É curioso que o próprio acadêmico pequeno-burguês reconheça que “Morales foi impedido de ser candidato”, mas trate esse episódio como um fenômeno secundário. Ocorre que não é.
Em condições normais, um candidato ser arbitrariamente retirado de uma disputa eleitoral já é, em si, um demonstrativo de que a eleição em questão é tudo menos honesta, porém no caso boliviano é ainda pior. A pessoa tirada da disputa eleitoral, no entanto, não foi qualquer um, mas o principal líder popular da Bolívia, o que para um leitor minimamente atento ficaria demonstrado quando o próprio autor destaca que “Morales pediu que as pessoas anulassem seus votos, o que representou 19% do total”, número praticamente o dobro da soma dos votos dos demais candidatos juntos. Aqui, já se destaca o fato de que não houve uma “cisão sem princípios”, mas o autor continua:
“Em outubro de 2023, Morales foi proclamado o ‘único candidato presidencial’ para a eleição de 2025 e líder do partido por um congresso nacional do MAS altamente duvidoso. O congresso foi marcado por expulsões e pela não participação de Arce e do vice-presidente da Bolívia, David Choquehuanca. Muitos indivíduos e organizações de massa filiadas ao MAS questionaram o congresso e a validade de suas decisões, declarando-o ilegal. Morales respondeu dizendo que lideraria a recuperação ‘da revolução e salvaria a nação novamente’.

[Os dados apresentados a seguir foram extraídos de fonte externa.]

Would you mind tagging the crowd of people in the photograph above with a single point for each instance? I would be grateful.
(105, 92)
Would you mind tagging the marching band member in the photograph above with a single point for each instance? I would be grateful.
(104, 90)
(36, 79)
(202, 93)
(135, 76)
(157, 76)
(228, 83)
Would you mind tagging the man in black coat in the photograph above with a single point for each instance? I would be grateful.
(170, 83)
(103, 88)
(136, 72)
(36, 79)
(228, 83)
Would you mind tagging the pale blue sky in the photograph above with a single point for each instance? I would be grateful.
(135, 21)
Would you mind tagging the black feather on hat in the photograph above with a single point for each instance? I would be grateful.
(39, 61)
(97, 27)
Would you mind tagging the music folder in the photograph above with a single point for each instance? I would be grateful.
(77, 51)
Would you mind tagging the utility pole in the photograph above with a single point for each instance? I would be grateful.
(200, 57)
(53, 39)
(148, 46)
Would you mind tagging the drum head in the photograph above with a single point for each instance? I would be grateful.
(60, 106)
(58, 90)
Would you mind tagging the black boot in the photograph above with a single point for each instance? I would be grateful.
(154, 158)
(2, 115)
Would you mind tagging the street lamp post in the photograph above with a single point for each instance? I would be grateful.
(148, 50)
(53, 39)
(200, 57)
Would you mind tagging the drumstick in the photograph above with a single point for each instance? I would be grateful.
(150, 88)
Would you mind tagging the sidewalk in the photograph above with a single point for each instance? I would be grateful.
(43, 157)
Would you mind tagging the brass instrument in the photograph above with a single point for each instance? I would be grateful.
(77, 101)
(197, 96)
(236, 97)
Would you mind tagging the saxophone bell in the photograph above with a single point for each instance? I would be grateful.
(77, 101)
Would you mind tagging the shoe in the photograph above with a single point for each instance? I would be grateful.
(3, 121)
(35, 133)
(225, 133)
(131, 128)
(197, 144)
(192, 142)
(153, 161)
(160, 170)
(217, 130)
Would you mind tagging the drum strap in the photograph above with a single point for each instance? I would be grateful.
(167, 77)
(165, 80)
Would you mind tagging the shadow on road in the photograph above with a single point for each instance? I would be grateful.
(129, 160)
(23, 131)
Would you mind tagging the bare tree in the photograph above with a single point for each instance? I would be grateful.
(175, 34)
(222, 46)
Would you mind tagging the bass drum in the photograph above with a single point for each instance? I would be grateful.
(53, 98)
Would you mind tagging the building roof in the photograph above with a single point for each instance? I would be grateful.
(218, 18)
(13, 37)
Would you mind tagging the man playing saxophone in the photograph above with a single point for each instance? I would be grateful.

O Tribunal Supremo Eleitoral não reconheceu o congresso, decidiu que o MAS deveria realizar outro congresso para eleger seu comitê nacional e desqualificou Morales de ser candidato. Dali em diante, tudo foi ladeira abaixo.”
O desatento autor fala em “indivíduos e organizações”, mas cita nominalmente apenas o presidente Luis Arce, o vice-presidente Choquehuanca e o Tribunal Supremo Eleitoral. Parece não perceber como entregou a rapadura, mas se a burocracia judicial que participou do golpe de Estado de 2016, responsável por derrubar Morales, estava junto de Arce e o desfecho do caso foi o partido aceitando a intervenção judicial, o que tivemos concretamente foi um novo golpe de Estado, primeiro no MAS, que foi dominado por golpistas, e depois no país, que não pode escolher livremente seu governo.

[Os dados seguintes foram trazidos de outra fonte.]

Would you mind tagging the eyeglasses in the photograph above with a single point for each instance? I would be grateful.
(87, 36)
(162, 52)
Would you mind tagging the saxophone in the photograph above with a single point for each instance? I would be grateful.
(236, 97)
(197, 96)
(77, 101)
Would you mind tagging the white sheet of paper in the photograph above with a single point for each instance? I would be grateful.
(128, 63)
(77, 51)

Trata-se, portanto, de uma conjuntura em que a verdadeira cisão na esquerda não se deu por caprichos, mas pelo deslocamento dos setores pequeno-burgueses do MAS ao imperialismo. A posição correta da esquerda diante do caso boliviano deve ser denunciar a infiltração de agentes da direita nas fileiras do campo e combater esses elementos energicamente. Não, no entanto, o que Dominguez propõe.
O autor não se rebaixa a dizer abertamente que Morales deveria capitular e apoiar a direita, mas deixa claro que defende exatamente isso: que a esquerda do MAS simplesmente abandonasse as bases sociais do partido e apoiasse um governo reconhecido pelo autor como neoliberal. Tudo isso a título de uma vitória que teria sabe-se lá qual valor, uma vez que a impopularidade de Arce já atingiu níveis elevados o bastante para que o próprio mandatário desistisse de buscar a reeleição e fracassasse miseravelmente na tentativa de emplacar um sucessor.
Dado esse quadro, o que Dominguez concretamente defende é que a esquerda seja usada como ponta de lança do imperialismo para a política de devastação total dos países alvejados. Isso serve para a Bolívia e também para o Brasil.
O que foi derrotado nas eleições presidenciais bolivianas foi a manobra dos monopólios, de usar a esquerda. Se Morales e a esquerda boliviana conseguirão capitalizar a desmoralização do novo governo eleito junto aos trabalhadores precisará ser observado, mas o fato é que a manobra do ex-presidente foi uma vitória, ainda que Dominguez trate a conquista do cargo presidencial como um prêmio importante o bastante para justificar qualquer loucura, inclusive apoiar o imperialismo para impedir a aplicação do programa do imperialismo.